Takke düştü kel göründü ama biz ya gözümüzü kapatmayı ya da elimizde yedek takkelerle keli örtmeye devam edelim.
Neyden mi bahsediyorum elbette ki yalanlardan, hamasi söylemler ve samimiyetsiz çıkışlarla bizi sokaklara sürüp eylem yaptıranların gizli saklı yaptığı kirli pazarlık ve ikiyüzlü siyasetten sıkılmadınız mı siz de.
Ben sıkıldım ve artık midem kaldırmıyor. Bu kadir bariz yalan siyasetin kurbanı, yemi ya da piyonu olmayı.
Vicdanımızı, acımızı acıyan yerlerimizi, hınç ve öfkemizi alıp kendine bundan iktidar devşirenlerin, menfaat ve zenginlik edinenlerin saltanatlarını büyütenlerin gözümüzün içine baka baka bizi uyutmalarından, bize okudukları ninnilerden, tiksiniyorum.
Ne olacak, nereye varacak sizi de korkutmuyor ürkütmüyor mu yaşananlar? İpimizi tutan kirli ellerin parmak oyunlarıyla yürümeye devam mı edeceğiz?
Daha kaç defa düşecek o takke, daha kaç sefer o kelin görünmesinden duyduğumuz korkuyla yeni takkeler koşturacağız o kele, ne zamana kadar, nereye kadar.
Dolduralım hadi, bütün meydanları doldursak ne olur? Yürüyelim hadi, bütün sokakları inletsek ne olur?
Hıncımızı alıp pazarlık ellerini güçlendirmekten başka ne yapıyorlar dersiniz. Hiç. Dün yaptıklarını bugün de yapmaya devam ediyorlar. Yaptıklarını, söylediklerine yaklaştırabildik mi?

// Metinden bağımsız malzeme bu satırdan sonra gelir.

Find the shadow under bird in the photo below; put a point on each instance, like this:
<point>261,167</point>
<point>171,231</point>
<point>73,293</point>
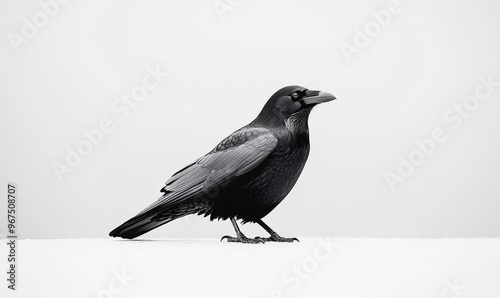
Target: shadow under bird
<point>245,176</point>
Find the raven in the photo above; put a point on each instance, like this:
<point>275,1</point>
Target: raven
<point>245,176</point>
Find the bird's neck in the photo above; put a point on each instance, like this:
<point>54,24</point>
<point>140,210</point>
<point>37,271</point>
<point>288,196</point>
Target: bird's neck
<point>298,127</point>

Gayri meşru bir siyasetin meşru yalanlarından vazgeçtiler mi? Söyledikleri kaç çocuğu alıp kurtarabildi Gazze'deki soykırımdan? Söyledikleri, açlıkla uzanan kaç anne babanın eline tek buğday tanesi taşıyabildi. Söyledikleri kaç kurşuna siper oldu?
İnanmayın, kanmayın, uyumayın artık. Sizi neyle uyuşturduklarını görün artık takke tutmaz o kelin içindeki uru görün artık. Ve sakının ondan, sakının ve kaçın yalanlarından.
O günahlarının, o hesaplarının ortağı olmaktan kaçın. Kendinizi ve inandığınız o saf teslimiyetinizi Allaha, koruyun hala atan kalbinizi.
Kalbi olmayanların, kalbini satmışların, gün gelip de aklınızı esir aldıkları gibi kalbinizi de söküp alabileceklerini bilin.
Bilin ve terk edin artık size layık gördüklerini.